What did we sign up for again?

22 Feb 2020

For lunch today we went to Papa John's Pizza to celebrate summer camps being over for the season.  The last camp, an equestrian camp, finished yesterday and we came home in the pouring rain.  Thankfully, all the parents were able to pick up the kids in spite of a few roads being closed because rain destroys desert city roads unprepared for large amounts of water.  

In the past, parents have asked me (Mary Beth writing) what 'equestrian' means and I tell them it is horse-riding camp.  This year, two boys showed up expecting 50 other kids and a week filled with large-group-games and Bible teaching.  "Where's the big bus?  Where are all the people?" the mom asked me as the 10-seater van drove up and the small group excitedly gathered around to say good-bye to the seven campers.  Uh oh, I thought... I hope these boys like horses.

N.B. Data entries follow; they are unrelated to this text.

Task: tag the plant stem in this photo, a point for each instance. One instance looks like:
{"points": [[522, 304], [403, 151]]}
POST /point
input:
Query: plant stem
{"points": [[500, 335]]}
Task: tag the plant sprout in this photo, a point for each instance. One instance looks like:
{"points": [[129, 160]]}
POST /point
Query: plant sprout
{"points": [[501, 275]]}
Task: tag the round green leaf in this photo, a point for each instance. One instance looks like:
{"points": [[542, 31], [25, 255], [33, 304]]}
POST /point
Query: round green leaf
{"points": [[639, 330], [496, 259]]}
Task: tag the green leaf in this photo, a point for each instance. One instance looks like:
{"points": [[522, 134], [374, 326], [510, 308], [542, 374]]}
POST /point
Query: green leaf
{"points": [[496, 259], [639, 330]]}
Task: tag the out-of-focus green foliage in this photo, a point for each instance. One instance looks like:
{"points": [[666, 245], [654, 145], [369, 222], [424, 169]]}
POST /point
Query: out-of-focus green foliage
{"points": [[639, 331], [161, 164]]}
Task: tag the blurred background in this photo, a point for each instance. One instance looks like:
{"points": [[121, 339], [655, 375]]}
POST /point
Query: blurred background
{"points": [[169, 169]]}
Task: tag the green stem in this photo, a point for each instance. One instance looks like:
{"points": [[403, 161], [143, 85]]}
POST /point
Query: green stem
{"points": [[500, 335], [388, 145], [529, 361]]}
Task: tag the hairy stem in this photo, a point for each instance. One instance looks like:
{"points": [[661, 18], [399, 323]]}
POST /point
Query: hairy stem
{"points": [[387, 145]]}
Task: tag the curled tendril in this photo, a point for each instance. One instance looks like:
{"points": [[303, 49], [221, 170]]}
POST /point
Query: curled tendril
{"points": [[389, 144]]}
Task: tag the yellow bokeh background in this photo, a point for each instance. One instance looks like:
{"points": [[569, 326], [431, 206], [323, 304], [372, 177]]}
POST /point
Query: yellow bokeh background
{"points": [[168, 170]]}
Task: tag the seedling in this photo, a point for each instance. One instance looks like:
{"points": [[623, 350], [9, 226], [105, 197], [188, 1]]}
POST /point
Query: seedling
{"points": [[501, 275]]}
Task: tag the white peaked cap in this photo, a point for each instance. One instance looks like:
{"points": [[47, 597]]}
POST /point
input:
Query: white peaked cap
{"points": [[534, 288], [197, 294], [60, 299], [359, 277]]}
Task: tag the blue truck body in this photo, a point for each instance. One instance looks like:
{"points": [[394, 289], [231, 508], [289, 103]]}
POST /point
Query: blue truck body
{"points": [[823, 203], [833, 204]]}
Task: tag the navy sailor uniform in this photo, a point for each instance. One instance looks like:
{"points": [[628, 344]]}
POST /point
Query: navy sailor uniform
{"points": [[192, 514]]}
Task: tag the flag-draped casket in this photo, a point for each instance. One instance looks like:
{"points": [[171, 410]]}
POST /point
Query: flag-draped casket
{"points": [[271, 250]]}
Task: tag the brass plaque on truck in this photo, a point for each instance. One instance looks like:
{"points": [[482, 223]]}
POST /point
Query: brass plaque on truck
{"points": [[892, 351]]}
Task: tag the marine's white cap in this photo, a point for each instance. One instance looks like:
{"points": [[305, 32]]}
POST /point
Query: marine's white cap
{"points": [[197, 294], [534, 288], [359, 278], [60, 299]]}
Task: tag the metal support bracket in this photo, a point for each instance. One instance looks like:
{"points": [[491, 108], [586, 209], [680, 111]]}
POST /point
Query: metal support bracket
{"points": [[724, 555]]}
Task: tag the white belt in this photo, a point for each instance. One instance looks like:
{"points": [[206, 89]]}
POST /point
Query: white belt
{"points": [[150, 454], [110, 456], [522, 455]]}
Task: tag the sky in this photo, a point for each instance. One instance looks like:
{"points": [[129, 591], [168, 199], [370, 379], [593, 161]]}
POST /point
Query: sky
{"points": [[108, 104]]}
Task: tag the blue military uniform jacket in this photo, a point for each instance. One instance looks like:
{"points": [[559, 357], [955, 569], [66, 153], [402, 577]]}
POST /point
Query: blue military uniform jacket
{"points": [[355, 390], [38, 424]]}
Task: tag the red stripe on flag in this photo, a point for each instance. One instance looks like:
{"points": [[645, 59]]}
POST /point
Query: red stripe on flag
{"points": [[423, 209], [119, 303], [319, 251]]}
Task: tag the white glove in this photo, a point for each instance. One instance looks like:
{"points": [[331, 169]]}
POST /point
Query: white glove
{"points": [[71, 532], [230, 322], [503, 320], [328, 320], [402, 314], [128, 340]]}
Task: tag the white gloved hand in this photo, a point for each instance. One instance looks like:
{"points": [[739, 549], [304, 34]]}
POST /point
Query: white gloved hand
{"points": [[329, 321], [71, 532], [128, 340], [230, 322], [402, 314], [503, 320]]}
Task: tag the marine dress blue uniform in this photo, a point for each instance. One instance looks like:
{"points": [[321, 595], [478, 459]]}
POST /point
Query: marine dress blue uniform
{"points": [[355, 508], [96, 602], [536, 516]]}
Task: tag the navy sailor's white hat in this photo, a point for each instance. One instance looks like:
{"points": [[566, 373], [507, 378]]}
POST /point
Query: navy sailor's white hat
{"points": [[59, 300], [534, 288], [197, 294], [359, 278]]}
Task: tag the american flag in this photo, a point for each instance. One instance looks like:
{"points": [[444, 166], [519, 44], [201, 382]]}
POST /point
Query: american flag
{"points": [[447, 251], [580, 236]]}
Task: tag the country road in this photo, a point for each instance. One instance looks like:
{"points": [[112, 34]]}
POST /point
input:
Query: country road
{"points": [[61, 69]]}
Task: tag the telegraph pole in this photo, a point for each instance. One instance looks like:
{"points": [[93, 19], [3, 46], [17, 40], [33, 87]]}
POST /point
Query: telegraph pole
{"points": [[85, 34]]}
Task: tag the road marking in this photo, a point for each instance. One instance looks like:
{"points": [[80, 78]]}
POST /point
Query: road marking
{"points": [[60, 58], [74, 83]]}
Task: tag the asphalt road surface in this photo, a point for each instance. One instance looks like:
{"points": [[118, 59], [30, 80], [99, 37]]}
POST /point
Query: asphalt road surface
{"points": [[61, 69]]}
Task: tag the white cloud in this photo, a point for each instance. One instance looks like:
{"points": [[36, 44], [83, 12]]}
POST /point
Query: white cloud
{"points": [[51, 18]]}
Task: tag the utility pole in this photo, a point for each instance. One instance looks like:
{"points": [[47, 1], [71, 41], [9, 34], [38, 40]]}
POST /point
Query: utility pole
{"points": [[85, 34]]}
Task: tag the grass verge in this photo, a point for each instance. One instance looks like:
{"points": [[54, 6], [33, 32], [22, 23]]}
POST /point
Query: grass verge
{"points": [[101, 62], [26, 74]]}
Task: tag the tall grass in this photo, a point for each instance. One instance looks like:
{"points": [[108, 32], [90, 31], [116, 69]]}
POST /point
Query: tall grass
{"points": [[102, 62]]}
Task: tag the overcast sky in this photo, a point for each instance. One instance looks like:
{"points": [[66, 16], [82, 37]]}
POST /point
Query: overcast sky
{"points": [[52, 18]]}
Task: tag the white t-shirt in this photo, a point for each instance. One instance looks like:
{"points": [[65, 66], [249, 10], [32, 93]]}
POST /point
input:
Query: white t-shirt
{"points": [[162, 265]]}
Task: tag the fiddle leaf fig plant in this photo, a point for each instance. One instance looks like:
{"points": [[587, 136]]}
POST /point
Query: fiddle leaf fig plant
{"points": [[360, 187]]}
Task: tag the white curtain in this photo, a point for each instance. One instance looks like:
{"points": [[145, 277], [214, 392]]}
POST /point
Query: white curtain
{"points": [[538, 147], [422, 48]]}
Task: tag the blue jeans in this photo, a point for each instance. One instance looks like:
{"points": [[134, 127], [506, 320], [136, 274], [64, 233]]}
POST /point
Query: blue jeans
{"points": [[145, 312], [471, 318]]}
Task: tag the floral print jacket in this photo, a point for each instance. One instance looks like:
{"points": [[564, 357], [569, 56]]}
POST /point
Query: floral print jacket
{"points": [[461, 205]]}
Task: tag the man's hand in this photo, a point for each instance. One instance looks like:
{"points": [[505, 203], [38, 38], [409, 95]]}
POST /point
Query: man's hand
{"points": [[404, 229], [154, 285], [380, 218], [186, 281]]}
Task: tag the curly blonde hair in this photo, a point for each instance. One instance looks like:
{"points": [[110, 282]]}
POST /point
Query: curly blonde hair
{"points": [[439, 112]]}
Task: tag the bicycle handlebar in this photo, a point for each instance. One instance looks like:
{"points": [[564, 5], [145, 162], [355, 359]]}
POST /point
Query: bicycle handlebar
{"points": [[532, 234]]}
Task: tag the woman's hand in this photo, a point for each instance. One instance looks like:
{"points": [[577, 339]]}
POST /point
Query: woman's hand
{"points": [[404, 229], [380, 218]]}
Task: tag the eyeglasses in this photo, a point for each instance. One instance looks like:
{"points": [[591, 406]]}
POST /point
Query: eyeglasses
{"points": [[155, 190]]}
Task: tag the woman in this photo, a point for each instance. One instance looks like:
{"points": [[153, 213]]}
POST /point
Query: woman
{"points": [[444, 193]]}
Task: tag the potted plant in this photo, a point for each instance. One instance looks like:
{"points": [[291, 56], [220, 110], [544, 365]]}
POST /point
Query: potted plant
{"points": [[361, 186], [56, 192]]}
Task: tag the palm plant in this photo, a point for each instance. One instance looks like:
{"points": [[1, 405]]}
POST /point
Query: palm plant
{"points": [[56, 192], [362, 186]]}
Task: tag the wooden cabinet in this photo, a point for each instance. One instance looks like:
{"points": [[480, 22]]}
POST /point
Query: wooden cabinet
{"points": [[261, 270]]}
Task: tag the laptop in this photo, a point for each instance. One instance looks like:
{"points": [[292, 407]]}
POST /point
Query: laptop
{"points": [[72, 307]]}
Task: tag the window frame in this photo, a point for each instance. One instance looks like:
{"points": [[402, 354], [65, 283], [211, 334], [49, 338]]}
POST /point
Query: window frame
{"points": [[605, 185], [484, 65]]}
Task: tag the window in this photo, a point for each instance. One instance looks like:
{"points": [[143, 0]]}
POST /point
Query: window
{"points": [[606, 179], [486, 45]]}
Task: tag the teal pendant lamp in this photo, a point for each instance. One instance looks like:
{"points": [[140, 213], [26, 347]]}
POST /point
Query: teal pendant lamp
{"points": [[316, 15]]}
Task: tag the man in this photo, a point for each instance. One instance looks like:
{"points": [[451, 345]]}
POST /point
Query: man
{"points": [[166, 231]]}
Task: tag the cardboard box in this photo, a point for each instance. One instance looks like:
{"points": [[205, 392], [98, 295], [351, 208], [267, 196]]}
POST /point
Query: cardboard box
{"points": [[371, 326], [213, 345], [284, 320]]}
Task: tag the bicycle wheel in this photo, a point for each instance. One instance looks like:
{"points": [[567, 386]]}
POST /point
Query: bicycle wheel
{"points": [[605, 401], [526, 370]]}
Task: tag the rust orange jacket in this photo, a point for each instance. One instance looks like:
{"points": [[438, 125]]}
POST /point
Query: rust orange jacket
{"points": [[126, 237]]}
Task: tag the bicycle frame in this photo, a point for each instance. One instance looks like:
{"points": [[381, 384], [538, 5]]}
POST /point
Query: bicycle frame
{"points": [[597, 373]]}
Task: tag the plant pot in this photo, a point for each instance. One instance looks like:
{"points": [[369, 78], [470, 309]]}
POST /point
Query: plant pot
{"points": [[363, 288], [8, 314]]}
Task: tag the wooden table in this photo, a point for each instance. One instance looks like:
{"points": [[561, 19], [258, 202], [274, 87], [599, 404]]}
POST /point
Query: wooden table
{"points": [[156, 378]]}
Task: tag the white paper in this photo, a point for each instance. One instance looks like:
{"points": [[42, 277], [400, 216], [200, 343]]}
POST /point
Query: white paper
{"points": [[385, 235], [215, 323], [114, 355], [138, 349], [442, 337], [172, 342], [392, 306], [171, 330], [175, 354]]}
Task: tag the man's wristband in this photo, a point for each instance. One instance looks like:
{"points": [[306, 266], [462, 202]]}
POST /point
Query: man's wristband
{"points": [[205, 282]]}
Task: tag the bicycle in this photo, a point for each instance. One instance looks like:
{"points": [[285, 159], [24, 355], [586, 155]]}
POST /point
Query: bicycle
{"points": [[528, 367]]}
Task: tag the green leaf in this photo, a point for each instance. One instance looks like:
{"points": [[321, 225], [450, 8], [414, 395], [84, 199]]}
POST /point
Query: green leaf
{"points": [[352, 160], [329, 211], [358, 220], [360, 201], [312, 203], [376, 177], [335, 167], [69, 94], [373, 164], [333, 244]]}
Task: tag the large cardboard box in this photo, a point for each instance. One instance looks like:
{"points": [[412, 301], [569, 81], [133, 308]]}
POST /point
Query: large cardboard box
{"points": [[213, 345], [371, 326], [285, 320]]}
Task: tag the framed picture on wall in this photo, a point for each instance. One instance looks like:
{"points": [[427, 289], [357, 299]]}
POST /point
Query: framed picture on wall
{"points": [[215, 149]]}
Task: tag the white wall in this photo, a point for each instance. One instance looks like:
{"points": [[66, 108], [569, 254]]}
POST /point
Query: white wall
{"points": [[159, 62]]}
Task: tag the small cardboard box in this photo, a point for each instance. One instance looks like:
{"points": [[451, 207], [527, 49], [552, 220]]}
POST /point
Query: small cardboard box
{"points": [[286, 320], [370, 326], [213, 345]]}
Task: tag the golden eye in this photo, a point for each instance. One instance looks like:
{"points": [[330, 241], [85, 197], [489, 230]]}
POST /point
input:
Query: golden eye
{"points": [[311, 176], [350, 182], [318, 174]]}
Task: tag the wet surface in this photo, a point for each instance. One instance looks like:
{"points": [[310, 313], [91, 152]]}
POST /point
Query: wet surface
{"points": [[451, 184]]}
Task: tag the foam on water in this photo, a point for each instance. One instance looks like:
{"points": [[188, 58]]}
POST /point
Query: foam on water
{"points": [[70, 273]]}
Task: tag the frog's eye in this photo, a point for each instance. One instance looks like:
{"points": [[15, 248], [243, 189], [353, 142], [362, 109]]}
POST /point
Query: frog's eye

I had a counselor cancel last minute for this camp, so with much prayer, going off a tip from someone, I sent a message to fellow SIM missionary, Siegfried Reuter, to ask if he'd be willing to step in. He and his wife helped start the camps in 1993.  Since he was on vacation and planning to return to Arequipa 1 day before the camp, and because he's a stereotypical German in that he likes to be well prepared, I was dubious he'd come.  But to my great surprise, he was overjoyed at the opportunity.  He told me later that the Lord had been speaking to his heart for months that he should be willing if the opportunity came up.  He was so excited about the horses and great at making the two young men feel loved and motivated even though they were extremely out of their comfort zone and riding horses was not what they expected.


18 Feb 2020

This morning I had a two-month-old with an extra toe on his right foot.  Polydactyly, as it is called, is fairly common.  They say it happens every 500 births.  (wouldn't it be cool if 1 in 500 people were born with tails?)  If you are thinking, 'It can't be that common, I've never seen it,' it's because most parents have them removed from their babies shortly after birth.  I've seen polydactyly several times in my career. 

I saw this patient at our Dorcas Project a month ago and since this particular toe didn't have any bony or cartilaginous attachments (it did have a toe nail, which isn't visible in the picture), I told his mother we could easily take it off at our house where I have my minor surgery equipment.  One important piece of equipment I didn't have was a papoose board.  It is basically a way to restrain a baby so that one can do surgery or dental work.  So 30 minutes before the patient arrived I was drilling holes and cutting slits with a jig-saw into leftovers from last year's kitchen remodeling project. 

It worked great.  The baby has 10 toes now and was as cool as a cucumber as I cut off his extra toe!

20 Years in Peru!

11 Feb 2020

Today marks 20 years since we arrived in Peru!  This is a picture of our first place before we had any furniture.  Someone loaned us a table and a high chair and for chairs we sat on our Action Packers.  It looks like a pretty bleak lunch of 7-Up and ketchup.  I know we had something else to eat.  Probably potatoes.  

At times it seems like yesterday and at the same time it feels like a lifetime ago.  We've seen people come to Christ (including last week through the medical assistance project), innumerable village medical trips, churches started, a hospital built, kids grow up and go to Germany and college, Amy go on to heaven, fellow missionaries come and go and Zach and Mary Beth join the family.  What will the next 20 years have for us? 

Join us as we thank God for both the good and the difficult.